What do you do when the well runs dry? You dig another well.
Since the turn of the century, many denominations have made a strong effort to funnel resources toward church planting. This support helps to secure facilities, execute marketing campaigns, provide equipment for ministry, and even underwrite pastoral support.
That’s a good thing.
More denominations are prioritizing church planting—and that’s a good thing.
Not only have denominations created departments that financially support church planting, the church planters have the blessings of the denomination’s leadership, which often helps them gain access to established local churches to seek financial sponsorship.
In the new millennium, networks have followed a similar pattern, though to a lesser degree due to their smaller resource base.
The Landscape Is Changing
Fast forward to today.
I am often asked, “How do you see the funding options available to church planters changing in the future?”
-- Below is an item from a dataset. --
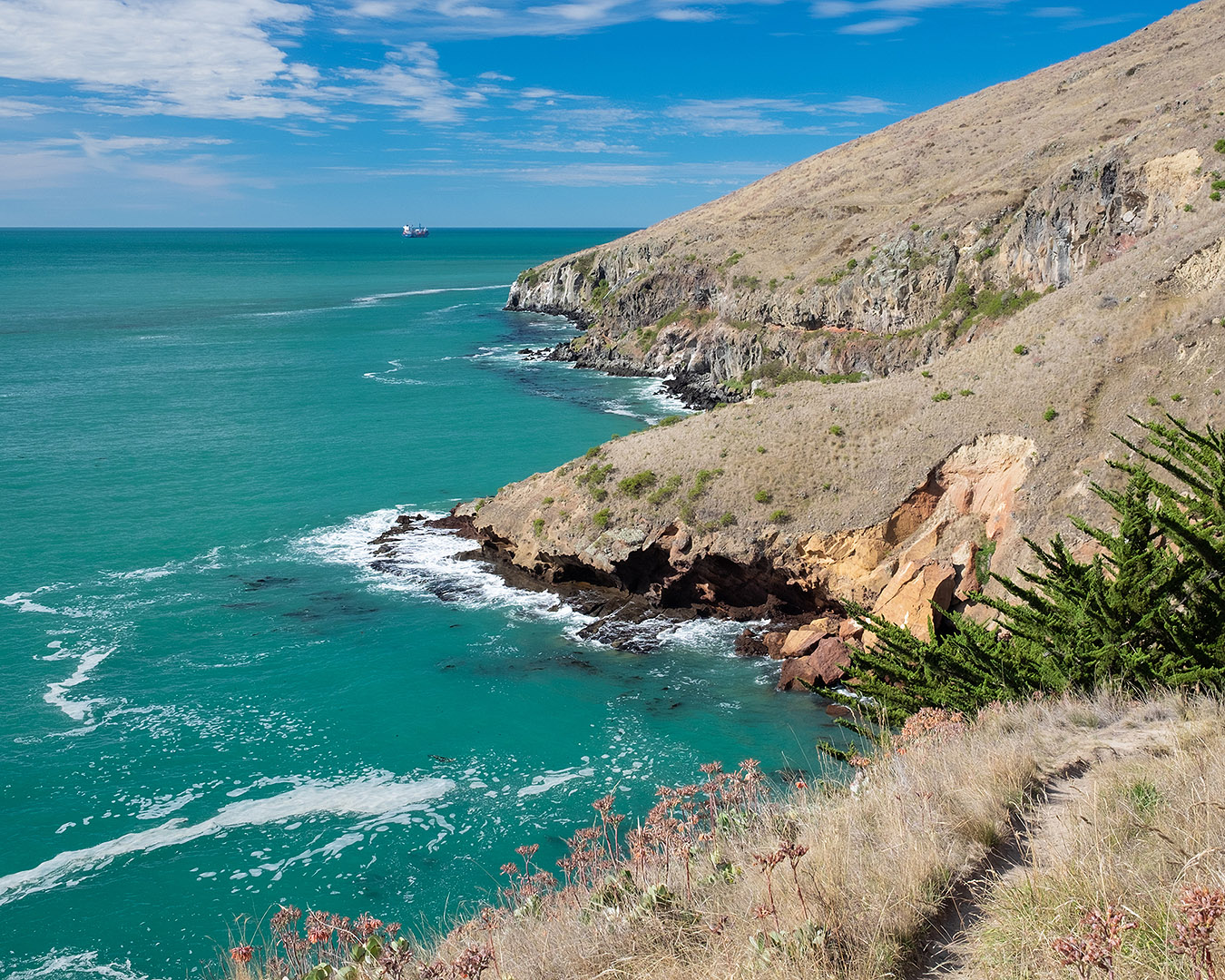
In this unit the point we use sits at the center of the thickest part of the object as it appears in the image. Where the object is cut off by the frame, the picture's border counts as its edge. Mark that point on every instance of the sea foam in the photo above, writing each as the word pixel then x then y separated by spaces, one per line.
pixel 378 795
pixel 426 563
My view is that there will be less funding readily available to church planters from the current sources. But before we get discouraged about the future prospects, we need to realize that we can’t—and shouldn’t attempt to—buy our way into a church multiplication movement in the West (North America, Australia, England, etc.).
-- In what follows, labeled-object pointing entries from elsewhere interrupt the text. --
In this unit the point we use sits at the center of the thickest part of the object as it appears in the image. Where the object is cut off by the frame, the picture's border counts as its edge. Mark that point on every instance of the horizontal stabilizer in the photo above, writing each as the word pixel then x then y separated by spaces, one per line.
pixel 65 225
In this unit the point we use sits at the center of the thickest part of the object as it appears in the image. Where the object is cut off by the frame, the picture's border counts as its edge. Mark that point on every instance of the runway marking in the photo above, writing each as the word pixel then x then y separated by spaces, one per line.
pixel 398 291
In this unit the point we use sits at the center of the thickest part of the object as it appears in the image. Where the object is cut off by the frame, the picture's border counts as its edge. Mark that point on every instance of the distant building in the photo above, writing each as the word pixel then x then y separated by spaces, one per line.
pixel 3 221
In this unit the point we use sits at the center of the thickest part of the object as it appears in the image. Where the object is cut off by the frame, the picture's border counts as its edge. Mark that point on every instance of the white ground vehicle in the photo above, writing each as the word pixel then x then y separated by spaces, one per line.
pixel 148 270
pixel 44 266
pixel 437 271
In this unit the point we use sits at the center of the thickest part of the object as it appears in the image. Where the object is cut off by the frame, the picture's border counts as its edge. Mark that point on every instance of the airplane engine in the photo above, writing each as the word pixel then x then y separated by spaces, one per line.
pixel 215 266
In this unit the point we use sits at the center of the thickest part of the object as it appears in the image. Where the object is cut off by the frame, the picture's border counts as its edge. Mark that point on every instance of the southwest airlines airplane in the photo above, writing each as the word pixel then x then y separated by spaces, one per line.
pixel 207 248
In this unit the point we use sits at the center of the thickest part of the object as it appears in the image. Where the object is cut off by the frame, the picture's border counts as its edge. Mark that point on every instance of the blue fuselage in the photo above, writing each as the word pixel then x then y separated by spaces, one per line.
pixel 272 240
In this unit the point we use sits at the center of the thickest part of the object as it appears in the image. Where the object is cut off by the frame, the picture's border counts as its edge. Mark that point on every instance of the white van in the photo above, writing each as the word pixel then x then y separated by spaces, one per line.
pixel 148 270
The truth is: most denominations and church-planting networks run out of money for church planting every year—and every year, plants go unfunded due to financial restrictions. And so, we must consider other ways to plant churches, like organic church planting, and raising up leaders from the harvest who are intentionally bi-vocational along the way.
If there is one thing church planters recognize in established churches, it’s that you can’t keep doing things the way they’ve always been done if you want your success to continue on into the next generation. So how does this admonition affect the world of church planting?
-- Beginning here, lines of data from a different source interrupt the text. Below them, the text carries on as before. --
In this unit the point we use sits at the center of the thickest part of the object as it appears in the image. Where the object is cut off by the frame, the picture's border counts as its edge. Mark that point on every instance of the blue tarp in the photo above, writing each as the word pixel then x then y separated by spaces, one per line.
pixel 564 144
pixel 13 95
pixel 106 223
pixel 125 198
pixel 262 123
Churches Still Need to Be Planted
Even though some of the current funding wells may be drying up (often because they have been well used), that doesn’t mean denominations won’t be as committed to the process. More denominations are prioritizing church planting—and that’s a good thing.
There is less standing in the way on the path to success with church planting than say, revitalization. Denominations and church-planting networks are noticing the population boom in urban areas—the same areas that saw a mass exodus of churches a generation ago. So the field is wide open.
Because of the emphasis placed by leadership, and the migrating demographics, more people are interested in planting today. (See this article and my comments in the Wall Street Journal about that very thing.) Less money from denominations coupled with a greater desire to plant means most planters will have to raise their own funds and support.
The bi-vocational option needs to be seen as an opportunity, not as a penalty.
Some will (and should) plant vocationally, but that will mean gathering resources from other places.
This will require a sharper vision of God’s calling and a more passionate voice for sharing with those who will care to join in. Remember, denominations and networks ultimately got their money from people.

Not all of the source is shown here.